Here’s a sampler of this year’s events:
- Falcon Family Brunch. SPU parents and students dine deliciously and enjoy hearty fun at this special family gathering.
- Theatre Production: “Jane Eyre: The Musical.” With its Broadway score, the show delivers the trailblazing Jane Eyre and the power of mercy.
- Basketball Thunder. Cheer on the hoop-stuffing Falcon men vs. northern rivals Alaska Anchorage Seawolves and the Alaska Fairbanks Nanooks in two exciting Royal Brougham clashes, Thursday and Saturday respectively.
- Student Talent Show. From first act to last, always a colorful collage of student performances and celebrity judges, with an unexpected surprise or two.
Among the most anticipated events is the Alumni Awards Dinner honoring outstanding SPU alumni. The 2018 honorees represent the fields of professional revitalization, federal law, international mercy ministry, and Native American cultural preservation.
The Alumna of the Year Beth Thompson Kawasaki ’81 is a marketing sage and co-founder of ReBoot Career Accelerator for Women. She educates, inspires, and catalyzes women to restart their careers, build businesses, dream bigger, and pursue their next stage goals. More than 80 percent of ReBoot’s clients actively seeking work have secured jobs or started businesses within six months of participating in the company’s 32-hour career accelerator programs.
Formerly in marketing management for big commercial brands, including P&G, Apple, and Levi Strauss, Beth put her career on pause to pursue graduate school, join the boards of numerous non-profit organizations, and serve her community, church, and kids’ schools. “In 2015, I returned to work and began parlaying my life-long passion for the potential of all women into a second-stage career,” she says.

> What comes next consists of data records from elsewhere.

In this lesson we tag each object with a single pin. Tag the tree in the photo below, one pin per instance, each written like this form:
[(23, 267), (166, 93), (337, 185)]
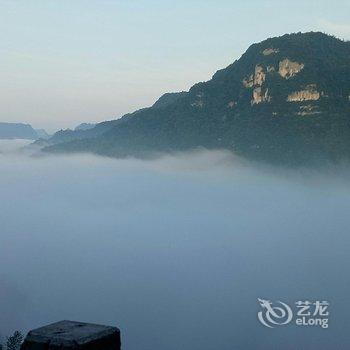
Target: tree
[(14, 341)]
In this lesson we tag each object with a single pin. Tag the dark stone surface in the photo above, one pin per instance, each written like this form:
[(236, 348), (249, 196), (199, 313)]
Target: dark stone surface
[(73, 335)]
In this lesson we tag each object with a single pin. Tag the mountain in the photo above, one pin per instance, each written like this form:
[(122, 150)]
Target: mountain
[(17, 131), (285, 101), (84, 126)]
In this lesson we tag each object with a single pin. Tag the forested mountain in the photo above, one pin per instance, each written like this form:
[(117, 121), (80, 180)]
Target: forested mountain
[(286, 101)]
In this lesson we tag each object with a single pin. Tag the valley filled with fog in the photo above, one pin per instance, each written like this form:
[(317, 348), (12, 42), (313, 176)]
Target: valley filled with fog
[(175, 251)]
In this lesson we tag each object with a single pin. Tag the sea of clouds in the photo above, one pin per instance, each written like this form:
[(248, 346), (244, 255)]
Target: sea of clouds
[(175, 251)]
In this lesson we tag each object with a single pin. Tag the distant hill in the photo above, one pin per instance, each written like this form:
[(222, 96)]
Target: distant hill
[(84, 126), (285, 101), (17, 131)]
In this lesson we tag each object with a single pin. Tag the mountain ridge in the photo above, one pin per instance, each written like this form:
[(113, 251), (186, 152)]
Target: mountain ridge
[(270, 105)]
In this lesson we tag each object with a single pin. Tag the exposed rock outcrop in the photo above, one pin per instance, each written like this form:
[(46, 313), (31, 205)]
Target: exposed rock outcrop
[(308, 94), (248, 82), (260, 95), (259, 75), (288, 68), (270, 51), (231, 104), (308, 110)]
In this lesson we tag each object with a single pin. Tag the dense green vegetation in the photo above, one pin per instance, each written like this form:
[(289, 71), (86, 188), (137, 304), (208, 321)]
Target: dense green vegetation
[(220, 113)]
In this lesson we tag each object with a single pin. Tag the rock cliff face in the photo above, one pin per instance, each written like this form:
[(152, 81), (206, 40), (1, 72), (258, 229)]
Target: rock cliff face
[(308, 94), (288, 68), (270, 105)]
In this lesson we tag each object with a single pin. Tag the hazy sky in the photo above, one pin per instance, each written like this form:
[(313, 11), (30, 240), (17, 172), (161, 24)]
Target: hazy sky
[(65, 62)]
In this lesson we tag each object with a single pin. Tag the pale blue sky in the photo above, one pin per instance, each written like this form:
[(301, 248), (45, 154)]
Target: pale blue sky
[(68, 61)]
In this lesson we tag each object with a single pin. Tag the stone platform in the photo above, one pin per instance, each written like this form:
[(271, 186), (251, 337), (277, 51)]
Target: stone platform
[(69, 335)]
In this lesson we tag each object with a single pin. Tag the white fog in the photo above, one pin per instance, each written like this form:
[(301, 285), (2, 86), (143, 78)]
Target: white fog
[(174, 251)]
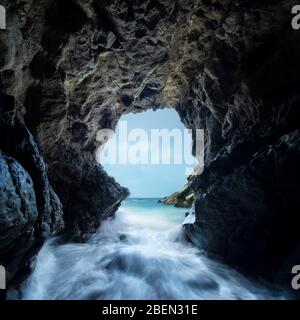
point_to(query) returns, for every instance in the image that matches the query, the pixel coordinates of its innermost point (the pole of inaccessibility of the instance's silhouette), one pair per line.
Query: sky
(148, 180)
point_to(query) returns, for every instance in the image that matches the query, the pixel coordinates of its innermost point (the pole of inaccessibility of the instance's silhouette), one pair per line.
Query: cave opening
(150, 153)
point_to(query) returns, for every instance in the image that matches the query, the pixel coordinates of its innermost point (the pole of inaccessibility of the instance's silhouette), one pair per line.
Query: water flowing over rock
(228, 67)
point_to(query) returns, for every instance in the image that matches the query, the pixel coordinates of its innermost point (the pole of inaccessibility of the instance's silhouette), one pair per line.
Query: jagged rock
(30, 211)
(228, 67)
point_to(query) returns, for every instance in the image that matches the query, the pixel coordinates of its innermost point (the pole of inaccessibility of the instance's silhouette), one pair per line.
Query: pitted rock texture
(229, 67)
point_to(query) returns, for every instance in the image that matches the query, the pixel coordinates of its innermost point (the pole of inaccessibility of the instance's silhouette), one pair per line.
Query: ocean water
(140, 254)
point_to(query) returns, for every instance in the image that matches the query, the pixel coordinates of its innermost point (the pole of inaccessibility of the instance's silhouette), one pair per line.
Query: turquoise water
(152, 214)
(140, 254)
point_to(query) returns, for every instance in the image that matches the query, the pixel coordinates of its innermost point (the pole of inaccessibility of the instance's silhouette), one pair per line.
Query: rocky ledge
(69, 68)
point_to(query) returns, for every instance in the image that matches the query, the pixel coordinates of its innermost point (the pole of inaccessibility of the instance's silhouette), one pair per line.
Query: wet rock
(74, 67)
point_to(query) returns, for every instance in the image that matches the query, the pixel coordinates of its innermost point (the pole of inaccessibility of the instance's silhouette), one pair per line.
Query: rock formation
(230, 67)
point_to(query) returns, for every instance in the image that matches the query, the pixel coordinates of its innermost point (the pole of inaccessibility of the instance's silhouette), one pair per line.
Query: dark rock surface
(228, 67)
(30, 211)
(181, 199)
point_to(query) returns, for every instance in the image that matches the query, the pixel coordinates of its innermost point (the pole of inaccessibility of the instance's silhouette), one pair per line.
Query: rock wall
(227, 66)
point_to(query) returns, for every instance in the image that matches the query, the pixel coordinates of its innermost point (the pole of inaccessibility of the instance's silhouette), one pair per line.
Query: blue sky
(151, 180)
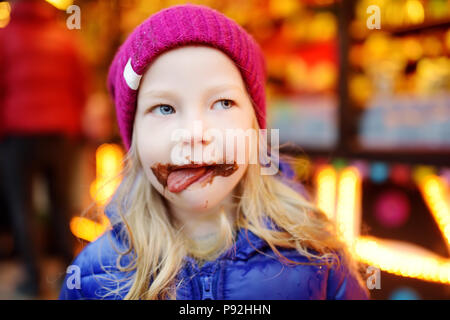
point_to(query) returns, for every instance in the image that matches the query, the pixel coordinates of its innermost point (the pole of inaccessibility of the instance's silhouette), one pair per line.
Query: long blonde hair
(158, 247)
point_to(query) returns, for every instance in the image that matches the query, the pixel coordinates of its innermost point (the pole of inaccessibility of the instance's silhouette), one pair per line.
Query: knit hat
(174, 27)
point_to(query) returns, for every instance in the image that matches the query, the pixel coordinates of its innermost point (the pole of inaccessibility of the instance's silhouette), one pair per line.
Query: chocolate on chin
(178, 177)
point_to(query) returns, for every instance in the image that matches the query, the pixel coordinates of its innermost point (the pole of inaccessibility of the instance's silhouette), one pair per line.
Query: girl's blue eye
(164, 109)
(224, 104)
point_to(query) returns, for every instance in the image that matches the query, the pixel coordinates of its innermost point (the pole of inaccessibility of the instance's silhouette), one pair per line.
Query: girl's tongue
(180, 179)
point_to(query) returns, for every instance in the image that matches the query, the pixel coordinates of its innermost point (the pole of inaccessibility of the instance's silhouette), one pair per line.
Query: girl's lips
(203, 173)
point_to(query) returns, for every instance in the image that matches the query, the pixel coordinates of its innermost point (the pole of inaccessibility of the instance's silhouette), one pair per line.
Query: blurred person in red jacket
(43, 88)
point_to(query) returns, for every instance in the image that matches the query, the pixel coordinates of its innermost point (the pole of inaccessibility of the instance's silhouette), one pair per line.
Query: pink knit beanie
(177, 26)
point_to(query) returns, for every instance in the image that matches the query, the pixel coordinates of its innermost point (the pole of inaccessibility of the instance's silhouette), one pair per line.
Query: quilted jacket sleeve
(344, 285)
(93, 274)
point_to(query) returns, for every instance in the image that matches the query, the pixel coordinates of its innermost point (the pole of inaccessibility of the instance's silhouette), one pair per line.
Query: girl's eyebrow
(211, 90)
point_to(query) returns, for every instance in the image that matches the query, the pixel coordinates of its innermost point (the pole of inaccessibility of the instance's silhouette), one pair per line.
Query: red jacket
(43, 82)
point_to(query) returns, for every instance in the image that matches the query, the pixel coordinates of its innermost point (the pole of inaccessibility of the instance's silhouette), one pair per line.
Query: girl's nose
(197, 134)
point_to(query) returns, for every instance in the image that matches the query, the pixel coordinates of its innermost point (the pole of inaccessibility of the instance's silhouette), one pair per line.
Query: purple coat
(241, 273)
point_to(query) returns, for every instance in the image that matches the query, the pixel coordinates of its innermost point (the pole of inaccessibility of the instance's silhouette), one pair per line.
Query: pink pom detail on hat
(174, 27)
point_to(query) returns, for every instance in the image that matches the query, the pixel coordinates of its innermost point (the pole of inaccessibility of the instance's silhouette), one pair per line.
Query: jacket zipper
(207, 288)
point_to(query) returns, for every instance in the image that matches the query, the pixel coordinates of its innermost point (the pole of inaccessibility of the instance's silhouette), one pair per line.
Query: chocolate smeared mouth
(187, 174)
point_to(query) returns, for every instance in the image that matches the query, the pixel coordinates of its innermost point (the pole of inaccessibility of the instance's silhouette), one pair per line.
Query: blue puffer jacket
(241, 273)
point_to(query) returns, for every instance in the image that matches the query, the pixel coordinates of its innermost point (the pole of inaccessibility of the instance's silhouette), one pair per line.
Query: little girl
(194, 217)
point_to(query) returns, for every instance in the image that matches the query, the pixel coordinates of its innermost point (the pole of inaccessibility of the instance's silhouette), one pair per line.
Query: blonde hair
(158, 246)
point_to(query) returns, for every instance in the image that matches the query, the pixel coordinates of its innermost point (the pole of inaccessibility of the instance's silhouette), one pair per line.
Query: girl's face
(185, 94)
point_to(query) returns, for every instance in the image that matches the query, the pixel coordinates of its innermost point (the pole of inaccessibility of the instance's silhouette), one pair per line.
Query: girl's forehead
(191, 66)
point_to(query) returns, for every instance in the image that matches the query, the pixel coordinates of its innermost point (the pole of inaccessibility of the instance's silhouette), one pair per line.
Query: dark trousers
(20, 158)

For GOLD Alumna of the Year Megan Chao ’09, the turning point in her education occurred while on a student trip to Rwanda in fulfillment of her global and urban ministries minor. She encountered a number of boys living on the street, ages 5-17, living moment to moment, some in trouble with the law, others abused and disconnected from their families and barely surviving. Megan could not turn away and Hope for Life Ministry to homeless Rwandan youth was born.
Today, 76 boys are housed, educated, fed, counseled, and loved by the staff of HFL in Kigali, Rwanda. As U.S. executive director, Megan raises funds, helps find child sponsors, and grows the outreach. “SPU gave me a vision of what it looks like to be aware of the world, what’s happening in it, and how to respond to its needs,” she says.

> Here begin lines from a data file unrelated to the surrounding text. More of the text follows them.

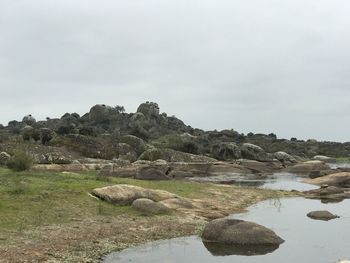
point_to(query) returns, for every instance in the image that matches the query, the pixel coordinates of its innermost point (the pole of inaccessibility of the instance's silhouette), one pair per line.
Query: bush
(20, 161)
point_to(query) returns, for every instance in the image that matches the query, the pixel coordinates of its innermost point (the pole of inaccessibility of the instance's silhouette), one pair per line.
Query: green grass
(42, 198)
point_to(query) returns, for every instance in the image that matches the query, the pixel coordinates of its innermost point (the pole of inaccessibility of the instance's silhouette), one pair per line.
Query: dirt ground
(89, 239)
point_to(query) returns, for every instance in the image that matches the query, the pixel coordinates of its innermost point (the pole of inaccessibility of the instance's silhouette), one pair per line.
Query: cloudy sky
(252, 65)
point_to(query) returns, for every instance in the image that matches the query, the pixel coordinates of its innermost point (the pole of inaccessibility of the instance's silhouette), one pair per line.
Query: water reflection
(305, 240)
(228, 250)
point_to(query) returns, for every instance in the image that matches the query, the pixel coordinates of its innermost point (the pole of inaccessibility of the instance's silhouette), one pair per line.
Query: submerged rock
(243, 250)
(239, 232)
(328, 194)
(308, 167)
(322, 215)
(336, 179)
(255, 152)
(226, 151)
(148, 206)
(284, 157)
(4, 158)
(170, 155)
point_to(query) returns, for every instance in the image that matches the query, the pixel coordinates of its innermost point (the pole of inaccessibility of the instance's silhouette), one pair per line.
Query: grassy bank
(51, 216)
(35, 199)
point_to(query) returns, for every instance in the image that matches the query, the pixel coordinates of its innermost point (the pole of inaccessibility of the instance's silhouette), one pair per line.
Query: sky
(252, 65)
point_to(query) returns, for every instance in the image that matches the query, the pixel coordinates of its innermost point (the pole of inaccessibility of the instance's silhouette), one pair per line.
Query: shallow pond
(339, 165)
(306, 240)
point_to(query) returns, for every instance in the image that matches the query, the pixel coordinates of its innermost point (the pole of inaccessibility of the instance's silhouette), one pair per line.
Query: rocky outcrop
(337, 179)
(149, 207)
(239, 232)
(126, 194)
(306, 168)
(260, 167)
(325, 159)
(137, 144)
(323, 215)
(52, 158)
(170, 155)
(149, 109)
(255, 152)
(226, 151)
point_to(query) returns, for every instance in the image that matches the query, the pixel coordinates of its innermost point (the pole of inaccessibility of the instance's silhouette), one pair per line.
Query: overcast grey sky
(252, 65)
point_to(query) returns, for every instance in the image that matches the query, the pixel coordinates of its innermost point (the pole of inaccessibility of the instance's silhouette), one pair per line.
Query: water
(306, 240)
(278, 181)
(339, 165)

Medallion Award honoree David Boxley ’74 is a nationally recognized totem pole carver and a culture-bearer of the Tsimshian indigenous people of southern Alaska. He has soared to national prominence with his artistry on display at Disney World, the Memphis Zoo, and in the Smithsonian National Museum of the American Indian. David is known for having produced the most carved totem poles of any living artist, more than 70 in his lifetime.

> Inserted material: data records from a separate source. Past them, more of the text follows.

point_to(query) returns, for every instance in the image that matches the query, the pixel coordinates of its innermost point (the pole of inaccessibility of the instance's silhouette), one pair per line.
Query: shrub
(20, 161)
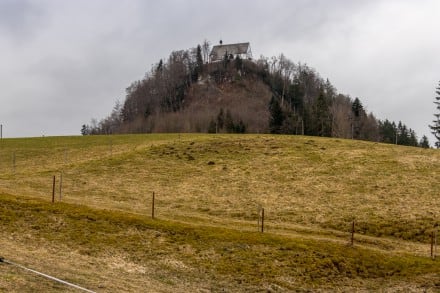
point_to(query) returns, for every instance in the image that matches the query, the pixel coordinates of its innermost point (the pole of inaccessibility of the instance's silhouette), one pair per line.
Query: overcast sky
(64, 62)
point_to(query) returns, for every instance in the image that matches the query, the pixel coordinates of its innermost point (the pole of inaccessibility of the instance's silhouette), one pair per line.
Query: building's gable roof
(219, 51)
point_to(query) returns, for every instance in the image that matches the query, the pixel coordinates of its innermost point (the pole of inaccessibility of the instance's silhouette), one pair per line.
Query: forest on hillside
(188, 93)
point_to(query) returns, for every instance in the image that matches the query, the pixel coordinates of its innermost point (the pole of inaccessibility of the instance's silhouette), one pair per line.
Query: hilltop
(209, 193)
(234, 93)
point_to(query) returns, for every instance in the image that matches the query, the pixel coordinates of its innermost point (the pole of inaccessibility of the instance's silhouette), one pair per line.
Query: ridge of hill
(209, 190)
(188, 93)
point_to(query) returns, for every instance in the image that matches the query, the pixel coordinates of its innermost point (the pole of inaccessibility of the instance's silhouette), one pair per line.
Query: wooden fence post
(152, 207)
(352, 233)
(53, 189)
(61, 183)
(13, 161)
(435, 243)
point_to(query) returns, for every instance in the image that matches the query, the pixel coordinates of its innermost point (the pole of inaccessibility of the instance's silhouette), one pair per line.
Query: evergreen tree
(323, 121)
(229, 122)
(358, 111)
(276, 118)
(435, 127)
(212, 127)
(424, 142)
(220, 119)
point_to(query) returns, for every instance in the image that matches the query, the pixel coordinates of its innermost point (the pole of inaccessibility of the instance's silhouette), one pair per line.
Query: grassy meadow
(209, 190)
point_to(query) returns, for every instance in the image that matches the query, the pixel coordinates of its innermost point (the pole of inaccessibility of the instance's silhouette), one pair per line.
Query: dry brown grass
(310, 188)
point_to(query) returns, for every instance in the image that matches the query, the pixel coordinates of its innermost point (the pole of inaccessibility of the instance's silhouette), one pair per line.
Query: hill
(209, 191)
(188, 93)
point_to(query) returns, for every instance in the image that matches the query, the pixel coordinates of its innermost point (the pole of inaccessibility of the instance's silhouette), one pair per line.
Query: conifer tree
(276, 116)
(435, 127)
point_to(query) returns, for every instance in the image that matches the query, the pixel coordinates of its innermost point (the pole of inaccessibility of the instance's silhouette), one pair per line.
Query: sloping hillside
(209, 192)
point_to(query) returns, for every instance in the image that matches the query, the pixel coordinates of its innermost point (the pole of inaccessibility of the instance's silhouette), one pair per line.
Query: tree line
(301, 102)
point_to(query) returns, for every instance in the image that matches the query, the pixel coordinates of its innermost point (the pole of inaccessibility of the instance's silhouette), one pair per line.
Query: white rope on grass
(45, 275)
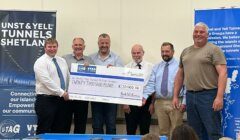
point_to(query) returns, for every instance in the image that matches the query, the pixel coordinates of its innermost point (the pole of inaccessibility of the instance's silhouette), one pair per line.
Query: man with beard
(161, 82)
(203, 70)
(52, 75)
(104, 112)
(135, 115)
(77, 109)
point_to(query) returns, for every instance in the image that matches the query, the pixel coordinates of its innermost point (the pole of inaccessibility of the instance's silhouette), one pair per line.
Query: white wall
(148, 22)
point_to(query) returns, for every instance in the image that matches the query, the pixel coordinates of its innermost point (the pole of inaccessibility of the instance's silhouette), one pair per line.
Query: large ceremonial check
(110, 85)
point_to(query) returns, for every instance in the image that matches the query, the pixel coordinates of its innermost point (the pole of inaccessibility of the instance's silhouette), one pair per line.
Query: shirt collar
(169, 62)
(109, 55)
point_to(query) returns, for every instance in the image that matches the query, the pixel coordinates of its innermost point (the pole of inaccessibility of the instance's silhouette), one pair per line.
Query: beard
(166, 58)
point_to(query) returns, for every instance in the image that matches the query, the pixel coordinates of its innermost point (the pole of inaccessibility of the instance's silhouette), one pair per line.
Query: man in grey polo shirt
(203, 70)
(104, 112)
(78, 109)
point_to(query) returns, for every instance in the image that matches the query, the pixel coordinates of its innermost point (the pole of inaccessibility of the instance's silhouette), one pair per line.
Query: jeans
(201, 116)
(104, 113)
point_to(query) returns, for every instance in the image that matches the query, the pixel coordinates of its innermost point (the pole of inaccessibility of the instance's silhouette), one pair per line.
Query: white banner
(110, 85)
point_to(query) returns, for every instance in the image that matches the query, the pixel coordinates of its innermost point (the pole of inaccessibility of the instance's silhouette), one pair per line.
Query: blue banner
(22, 35)
(224, 31)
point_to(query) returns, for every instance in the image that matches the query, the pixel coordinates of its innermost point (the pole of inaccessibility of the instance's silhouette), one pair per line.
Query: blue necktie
(60, 75)
(164, 84)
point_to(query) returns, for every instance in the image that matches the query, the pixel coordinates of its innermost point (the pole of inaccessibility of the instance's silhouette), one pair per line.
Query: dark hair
(168, 44)
(104, 35)
(150, 136)
(50, 41)
(184, 132)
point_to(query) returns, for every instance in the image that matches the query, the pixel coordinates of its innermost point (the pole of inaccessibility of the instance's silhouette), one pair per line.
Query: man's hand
(175, 103)
(182, 108)
(65, 96)
(151, 108)
(217, 104)
(126, 109)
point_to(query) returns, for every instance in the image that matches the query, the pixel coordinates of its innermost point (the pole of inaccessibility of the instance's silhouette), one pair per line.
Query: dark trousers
(50, 112)
(138, 116)
(201, 116)
(104, 113)
(78, 111)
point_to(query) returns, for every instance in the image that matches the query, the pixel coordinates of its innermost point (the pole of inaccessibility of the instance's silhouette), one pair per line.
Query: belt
(193, 91)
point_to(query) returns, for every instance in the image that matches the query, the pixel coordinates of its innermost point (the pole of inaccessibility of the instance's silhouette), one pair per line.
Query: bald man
(135, 115)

Leaving his career teaching high school in 1986, David dedicated his life to the revival and rebirth of Tsimshian art, culture, and tradition.
Medallion Award honoree Joshua Van Eaton ’97 was lead attorney for the U.S. Department of Justice as part of the government team that won settlement agreements totaling $17.4 billion against Volkswagen for auto emissions fraud. For his exemplary work, Josh was named a Federal Employee of the Year for 2017 and received the Service to America Medal.
Josh earned his law degree from Baylor University in Texas. He served six years on active duty in the Army’s Judge Advocate General Corps, not including three years teaching law at the JAG School.